Chervil is one of the staples of classic French cooking. Along with chives, tarragon and parsley, it is used as an aromatic seasoning blend called "Fines Herbes." Most frequently it is used to flavor eggs, fish, chicken and light sauces and dressings. It also combines well with mild cheeses and is a tasty addition to herb butters. Chervil is a great accent to seasonal favorites such as salmon, asparagus, new potatoes, baby carrots and salads of baby greens. Its aroma and taste suggest the flavors of tarragon and fennel, although it’s much less potent than the latter. When using chervil as a flavor enhancer, it should be added right before serving. High heat ruins its flavor.
Fava Greens Pesto
Snipped from the top of the plant, fava leaves are sweet with a slightly buttery, earthy flavor. They do taste remarkably like the beans and can be eaten raw or cooked. In a salad or pesto, they provide a nice burst of spring grassiness. Wilted or sautéed like spinach, they can be used in pasta dishes, piled on top of toast, or cooked into a quiche.

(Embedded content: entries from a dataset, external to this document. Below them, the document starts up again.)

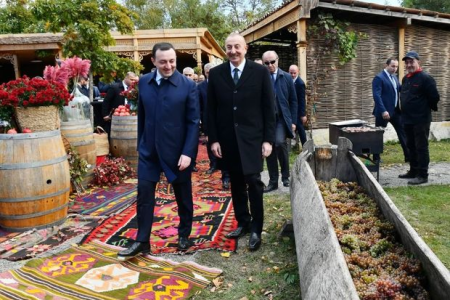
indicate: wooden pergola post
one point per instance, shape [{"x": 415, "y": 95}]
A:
[
  {"x": 301, "y": 48},
  {"x": 401, "y": 52}
]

- 2 cups fava leaves, stems removed (if stems are thin and tender, use them as well)
- 1/4 cup walnuts, toasted
- 1/4 cup parmesan cheese
- 1/4 cup olive oil 2
- Tablespoons lemon juice
- 1 garlic clove
- 1/4 teaspoon salt
- freshly cracked pepper to taste
Mince garlic in the food processor. Add the fava leaves, walnuts, salt, and lemon juice. With food processor running, drizzle in the olive oil. Blend until mixture is smooth and uniform. You will probably need to scrape down the sides. Add parmesan and pulse until mixture is combined. Season to taste with salt and pepper. Serve immediately on pasta, pizza, or toast. Store any left over in an airtight container in the refrigerator.